C’est l'une des principales différences avec la dernière révolution d’internet, l’avènement des réseaux sociaux, car quand les marques sont arrivées sur Facebook et Twitter au début des années 2010, ces plateformes avaient déjà une audience conséquente. C’est d’ailleurs cet engouement qui les avait conduites à suivre leurs cibles, dont certaines avec un retard qui a pu leur coûter cher.

Échappatoire

Est-ce cette peur de rater le prochain virage qui les pousse aujourd’hui à investir dans le métavers sans réelle stratégie, alors que les technologies sont encore balbutiantes et que personne ne les y attend ? C’est possible, mais ce n’est pas la seule explication.

Les marques voient aussi sans doute le métavers comme une échappatoire, une opportunité de se réinventer car leur communication au quotidien n’est pas de tout repos. Entre les contraintes de formats en perpétuelle évolution, la dictature d’algorithmes aux règles opaques, l’agressivité des échanges, la concurrence féroce pour obtenir un peu d’attention, il devient difficile de se démarquer. Sans compter l’atmosphère pesante d’une société malmenée par les crises sanitaires, économiques et environnementales, qui rendent chaque prise de parole des marques scrutée et jugée.

Ces nouveaux mondes virtuels deviennent alors soudainement des territoires vierges à exploiter et conquérir, la promesse de jours meilleurs, dans un environnement plus sain et apaisé, où l’innocence et l’enthousiasme des premières heures d’internet seraient de retour. Il est néanmoins trop tôt et c’est aux internautes de s’en emparer, pas aux marques de s’y inviter. 

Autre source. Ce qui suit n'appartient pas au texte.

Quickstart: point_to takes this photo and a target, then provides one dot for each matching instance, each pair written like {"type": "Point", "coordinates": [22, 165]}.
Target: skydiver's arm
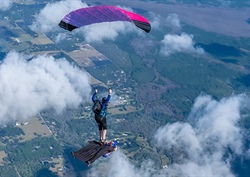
{"type": "Point", "coordinates": [108, 98]}
{"type": "Point", "coordinates": [94, 97]}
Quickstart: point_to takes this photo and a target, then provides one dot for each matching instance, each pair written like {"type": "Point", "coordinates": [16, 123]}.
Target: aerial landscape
{"type": "Point", "coordinates": [180, 105]}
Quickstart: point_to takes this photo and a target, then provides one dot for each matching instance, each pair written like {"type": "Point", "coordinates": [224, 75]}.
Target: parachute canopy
{"type": "Point", "coordinates": [99, 14]}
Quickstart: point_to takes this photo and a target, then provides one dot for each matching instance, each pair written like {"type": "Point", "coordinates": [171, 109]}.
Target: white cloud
{"type": "Point", "coordinates": [202, 143]}
{"type": "Point", "coordinates": [5, 4]}
{"type": "Point", "coordinates": [27, 87]}
{"type": "Point", "coordinates": [173, 43]}
{"type": "Point", "coordinates": [51, 15]}
{"type": "Point", "coordinates": [205, 141]}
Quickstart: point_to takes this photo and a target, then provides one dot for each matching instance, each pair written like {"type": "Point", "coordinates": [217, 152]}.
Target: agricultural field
{"type": "Point", "coordinates": [33, 128]}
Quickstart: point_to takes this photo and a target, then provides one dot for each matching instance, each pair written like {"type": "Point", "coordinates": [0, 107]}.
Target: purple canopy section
{"type": "Point", "coordinates": [99, 14]}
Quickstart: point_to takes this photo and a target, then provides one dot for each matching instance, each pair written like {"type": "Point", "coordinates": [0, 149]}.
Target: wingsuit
{"type": "Point", "coordinates": [92, 151]}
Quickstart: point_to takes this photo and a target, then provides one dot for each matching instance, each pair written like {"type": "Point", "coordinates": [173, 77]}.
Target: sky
{"type": "Point", "coordinates": [5, 4]}
{"type": "Point", "coordinates": [171, 43]}
{"type": "Point", "coordinates": [30, 86]}
{"type": "Point", "coordinates": [26, 89]}
{"type": "Point", "coordinates": [203, 142]}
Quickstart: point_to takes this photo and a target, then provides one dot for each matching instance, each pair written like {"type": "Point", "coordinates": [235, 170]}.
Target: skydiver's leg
{"type": "Point", "coordinates": [99, 123]}
{"type": "Point", "coordinates": [105, 127]}
{"type": "Point", "coordinates": [100, 135]}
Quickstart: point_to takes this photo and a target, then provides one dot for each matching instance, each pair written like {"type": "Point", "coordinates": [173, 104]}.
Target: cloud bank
{"type": "Point", "coordinates": [49, 17]}
{"type": "Point", "coordinates": [5, 4]}
{"type": "Point", "coordinates": [173, 43]}
{"type": "Point", "coordinates": [204, 141]}
{"type": "Point", "coordinates": [201, 145]}
{"type": "Point", "coordinates": [28, 87]}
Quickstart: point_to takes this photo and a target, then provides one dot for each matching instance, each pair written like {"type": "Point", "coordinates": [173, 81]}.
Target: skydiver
{"type": "Point", "coordinates": [100, 113]}
{"type": "Point", "coordinates": [94, 150]}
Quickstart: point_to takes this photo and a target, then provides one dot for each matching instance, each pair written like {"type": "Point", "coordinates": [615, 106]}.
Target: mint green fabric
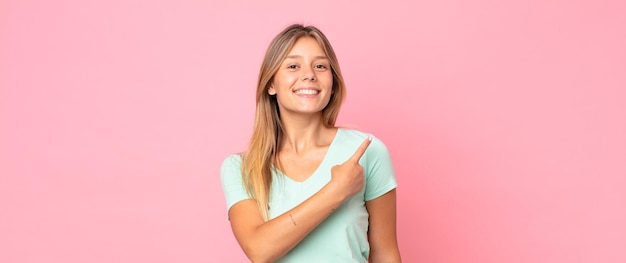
{"type": "Point", "coordinates": [342, 237]}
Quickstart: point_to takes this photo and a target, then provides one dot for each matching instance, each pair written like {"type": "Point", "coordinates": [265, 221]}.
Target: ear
{"type": "Point", "coordinates": [271, 90]}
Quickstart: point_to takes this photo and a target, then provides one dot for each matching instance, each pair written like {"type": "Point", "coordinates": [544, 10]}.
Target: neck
{"type": "Point", "coordinates": [304, 132]}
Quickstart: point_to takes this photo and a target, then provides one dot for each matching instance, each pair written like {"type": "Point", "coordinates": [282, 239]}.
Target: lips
{"type": "Point", "coordinates": [306, 91]}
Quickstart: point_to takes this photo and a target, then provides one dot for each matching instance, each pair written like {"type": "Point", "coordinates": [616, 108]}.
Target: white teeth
{"type": "Point", "coordinates": [307, 92]}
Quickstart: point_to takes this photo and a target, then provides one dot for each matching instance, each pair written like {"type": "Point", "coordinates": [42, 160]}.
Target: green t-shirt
{"type": "Point", "coordinates": [342, 237]}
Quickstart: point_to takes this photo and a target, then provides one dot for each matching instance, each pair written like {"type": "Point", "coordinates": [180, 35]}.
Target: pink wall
{"type": "Point", "coordinates": [506, 122]}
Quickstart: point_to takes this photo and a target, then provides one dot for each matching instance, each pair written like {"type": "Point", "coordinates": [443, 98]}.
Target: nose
{"type": "Point", "coordinates": [309, 74]}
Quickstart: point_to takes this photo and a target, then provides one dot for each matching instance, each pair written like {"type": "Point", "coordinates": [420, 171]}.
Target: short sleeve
{"type": "Point", "coordinates": [232, 183]}
{"type": "Point", "coordinates": [379, 174]}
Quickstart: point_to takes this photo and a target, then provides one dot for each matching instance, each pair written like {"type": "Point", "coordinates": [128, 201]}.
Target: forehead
{"type": "Point", "coordinates": [306, 46]}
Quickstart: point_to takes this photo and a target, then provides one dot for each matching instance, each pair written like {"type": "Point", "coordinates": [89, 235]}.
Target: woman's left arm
{"type": "Point", "coordinates": [382, 229]}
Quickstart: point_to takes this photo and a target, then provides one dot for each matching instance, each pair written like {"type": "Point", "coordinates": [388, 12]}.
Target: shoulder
{"type": "Point", "coordinates": [232, 159]}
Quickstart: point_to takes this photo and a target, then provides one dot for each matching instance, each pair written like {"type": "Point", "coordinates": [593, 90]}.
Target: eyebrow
{"type": "Point", "coordinates": [298, 56]}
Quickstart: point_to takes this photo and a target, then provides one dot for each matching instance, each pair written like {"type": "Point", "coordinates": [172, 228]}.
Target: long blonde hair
{"type": "Point", "coordinates": [267, 133]}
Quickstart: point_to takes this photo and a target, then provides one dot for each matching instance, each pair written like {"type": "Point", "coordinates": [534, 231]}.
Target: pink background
{"type": "Point", "coordinates": [506, 121]}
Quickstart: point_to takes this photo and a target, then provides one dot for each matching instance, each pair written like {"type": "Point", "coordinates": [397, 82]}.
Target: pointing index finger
{"type": "Point", "coordinates": [361, 150]}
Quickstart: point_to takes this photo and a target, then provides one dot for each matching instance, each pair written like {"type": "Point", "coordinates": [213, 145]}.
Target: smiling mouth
{"type": "Point", "coordinates": [307, 92]}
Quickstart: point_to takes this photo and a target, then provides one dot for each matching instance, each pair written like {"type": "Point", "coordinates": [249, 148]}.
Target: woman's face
{"type": "Point", "coordinates": [303, 83]}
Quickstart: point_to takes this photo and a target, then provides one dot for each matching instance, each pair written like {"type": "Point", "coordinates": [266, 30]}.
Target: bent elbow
{"type": "Point", "coordinates": [259, 253]}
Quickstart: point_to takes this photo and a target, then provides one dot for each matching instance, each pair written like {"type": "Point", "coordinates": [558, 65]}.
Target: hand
{"type": "Point", "coordinates": [348, 176]}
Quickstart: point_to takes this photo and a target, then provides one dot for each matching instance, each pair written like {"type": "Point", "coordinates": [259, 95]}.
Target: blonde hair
{"type": "Point", "coordinates": [256, 167]}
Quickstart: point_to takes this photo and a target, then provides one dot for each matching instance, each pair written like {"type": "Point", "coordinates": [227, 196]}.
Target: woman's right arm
{"type": "Point", "coordinates": [268, 241]}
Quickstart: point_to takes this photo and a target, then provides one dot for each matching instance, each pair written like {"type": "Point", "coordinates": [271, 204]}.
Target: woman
{"type": "Point", "coordinates": [305, 190]}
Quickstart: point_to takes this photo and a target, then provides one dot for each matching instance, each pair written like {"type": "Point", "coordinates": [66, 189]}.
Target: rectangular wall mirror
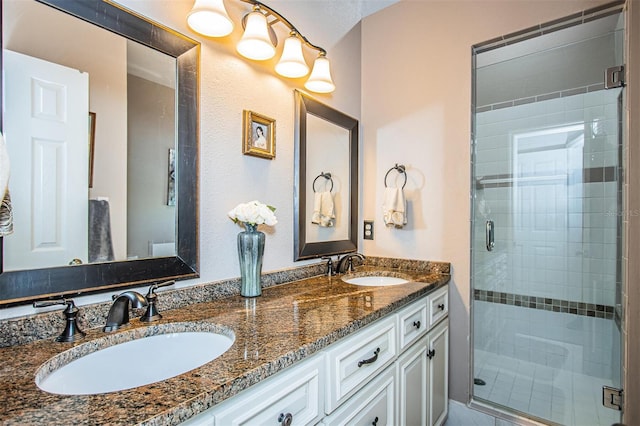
{"type": "Point", "coordinates": [326, 176]}
{"type": "Point", "coordinates": [113, 88]}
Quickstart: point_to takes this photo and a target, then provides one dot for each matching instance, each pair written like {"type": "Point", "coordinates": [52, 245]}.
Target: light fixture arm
{"type": "Point", "coordinates": [285, 21]}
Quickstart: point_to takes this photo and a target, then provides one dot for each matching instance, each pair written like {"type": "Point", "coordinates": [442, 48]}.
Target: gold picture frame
{"type": "Point", "coordinates": [258, 135]}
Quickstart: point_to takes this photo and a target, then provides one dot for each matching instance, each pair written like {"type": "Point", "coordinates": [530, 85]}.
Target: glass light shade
{"type": "Point", "coordinates": [292, 62]}
{"type": "Point", "coordinates": [210, 18]}
{"type": "Point", "coordinates": [320, 79]}
{"type": "Point", "coordinates": [255, 42]}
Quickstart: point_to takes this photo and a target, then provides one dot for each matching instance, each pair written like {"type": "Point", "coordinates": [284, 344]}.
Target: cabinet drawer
{"type": "Point", "coordinates": [374, 404]}
{"type": "Point", "coordinates": [413, 322]}
{"type": "Point", "coordinates": [352, 362]}
{"type": "Point", "coordinates": [438, 305]}
{"type": "Point", "coordinates": [296, 392]}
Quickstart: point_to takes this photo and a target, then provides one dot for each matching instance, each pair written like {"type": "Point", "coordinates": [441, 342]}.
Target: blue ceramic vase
{"type": "Point", "coordinates": [250, 253]}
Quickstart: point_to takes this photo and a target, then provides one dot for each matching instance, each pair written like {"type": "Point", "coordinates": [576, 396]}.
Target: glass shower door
{"type": "Point", "coordinates": [546, 235]}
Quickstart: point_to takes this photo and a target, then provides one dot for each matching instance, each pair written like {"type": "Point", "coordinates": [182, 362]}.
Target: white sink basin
{"type": "Point", "coordinates": [376, 280]}
{"type": "Point", "coordinates": [133, 363]}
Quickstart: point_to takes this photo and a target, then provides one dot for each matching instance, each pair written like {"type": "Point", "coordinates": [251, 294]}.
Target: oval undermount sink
{"type": "Point", "coordinates": [376, 280]}
{"type": "Point", "coordinates": [133, 363]}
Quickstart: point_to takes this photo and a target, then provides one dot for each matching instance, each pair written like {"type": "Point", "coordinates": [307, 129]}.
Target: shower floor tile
{"type": "Point", "coordinates": [564, 397]}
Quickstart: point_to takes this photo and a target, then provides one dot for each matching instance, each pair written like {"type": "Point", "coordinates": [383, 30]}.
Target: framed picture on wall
{"type": "Point", "coordinates": [258, 135]}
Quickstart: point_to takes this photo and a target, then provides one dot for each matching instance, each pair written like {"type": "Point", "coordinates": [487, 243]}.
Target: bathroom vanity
{"type": "Point", "coordinates": [393, 371]}
{"type": "Point", "coordinates": [294, 358]}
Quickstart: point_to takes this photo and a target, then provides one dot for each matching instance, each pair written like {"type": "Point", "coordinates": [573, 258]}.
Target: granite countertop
{"type": "Point", "coordinates": [286, 324]}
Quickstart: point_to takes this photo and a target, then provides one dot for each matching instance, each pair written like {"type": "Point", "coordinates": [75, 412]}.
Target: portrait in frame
{"type": "Point", "coordinates": [258, 135]}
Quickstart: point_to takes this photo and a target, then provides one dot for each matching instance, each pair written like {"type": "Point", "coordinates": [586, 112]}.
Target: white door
{"type": "Point", "coordinates": [46, 130]}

D’ici là, malgré toutes les difficultés rencontrées, les marques ne doivent pas fuir les problèmes du réel mais les affronter car c’est bien dans ce monde réel que se trouvent leurs consommateurs. Des consommateurs qui, comme elles, font face à de multiples challenges. Des consommateurs qui attendent des marques qu’elles soient à leurs côtés pour les divertir, les informer, et les aider à surmonter les nombreux défis qui s’annoncent. Qu’elles soient à la hauteur du présent, à défaut d’avoir une longueur d’avance sur l’avenir. Ce qui n’empêche pas de réfléchir au futur et avec espoir, lucidité, patience, d’espérer des jours meilleurs, sur un métavers ou ailleurs.